I think I figured it out. The problem was that my ceph.conf file only
listed the first machine in mon_initial_members and in mon_host. I'm not
sure why. I added the other monitors, restarted the monitors and the
managers, and everything is now working as expected. I have now upgraded
all the monitors and all the managers to Pacific and Rocky 9. Now on to the
OSDs. Well, maybe next week...

On Thu, Oct 26, 2023 at 5:37 PM Tyler Stachecki <stachecki.tyler@xxxxxxxxx>

> On Thu, Oct 26, 2023, 8:11 PM Jorge Garcia <jgarcia@xxxxxxxxxxxx> wrote:
>> Oh, I meant that "ceph -s" just hangs. I didn't even try to look at the
>> I/O. Maybe I can do that, but the "ceph -s" hang just freaked me out.
>> Also, I know that the recommended order is mon->mgr->osd->mds->rgw, but
>> when you run mgr on the same hardware as the monitors, it's hard to not
>> upgrade both at the same time. Particularly if you're upgrading the whole
>> machine at once. Here's where upgrading to the new container method will
>> help a lot! FWIW, the managers seem to be running fine.

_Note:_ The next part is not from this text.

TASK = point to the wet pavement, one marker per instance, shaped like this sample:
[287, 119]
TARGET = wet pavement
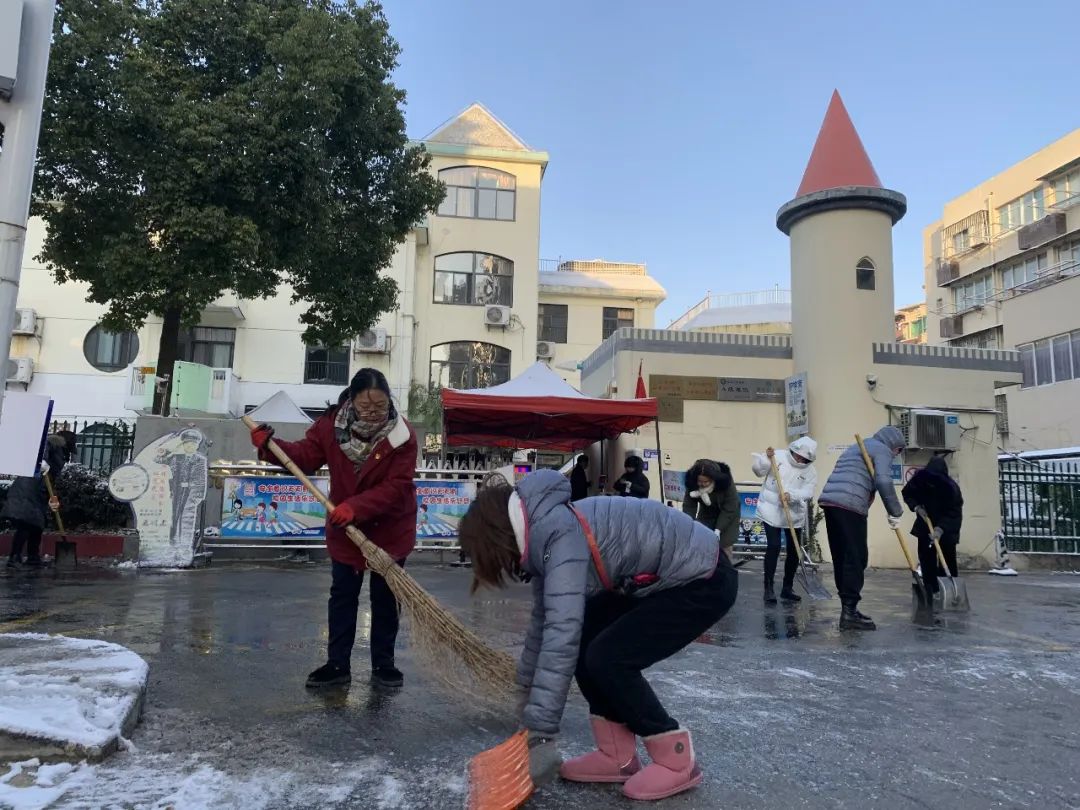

> I recently did something like this, so I understand that it's difficult.
> Most of my testing and prep-work was centered around exactly this problem,
> which was avoided by first upgrading mons/mgrs to an interim OS while
> remaining on Octopus -- solely for the purposes of opening an avenue from
> Octopus to Quincy separate from tbe OS upgrade.
> In my pre-prod resting, trying to upgrade the mons/mgrs without that
> middle step that allowed mgrs to be upgraded separately did result in `ceph
> -s` locking up. Client I/O remained non-impacted in this state though.
> Maybe look at which mgr is active and/or try stopping all but the Octopus
> mgr when stopping the mon as well?
> Cheers,
> Tyler
>> On Thu, Oct 26, 2023 at 4:57 PM Tyler Stachecki <
>> stachecki.tyler@xxxxxxxxx> wrote:
>>> On Thu, Oct 26, 2023 at 6:52 PM Jorge Garcia <jgarcia@xxxxxxxxxxxx>
>>> wrote:
>>> >
>>> > Hi Tyler,
>>> >
>>> > Maybe you didn't read the full message, but in the message you will
>>> notice that I'm doing exactly that, and the problem just occurred when I
>>> was doing the upgrade from Octopus to Pacific. I'm nowhere near Quincy yet.
>>> The original goal was to move from Nautilus to Quincy, but I have gone to
>>> Octopus (no problems) and now to Pacific (problems).
>>> I did not, apologies -- though do see my second message about ordering
>>> mon/mgr ordering...
>>> When you say "the cluster becomes unresponsive" -- does the client I/O
>>> lock up, or do you mean that `ceph -s` and such hangs?
>>> May help to look to Pacific mons via the asok and see if they respond
>>> in such a state (and their status) if I/O is not locked up and you can
>>> afford to leave it in that state for a couple minutes:
>>> $ ceph daemon mon_status
>>> Cheers,
>>> Tyler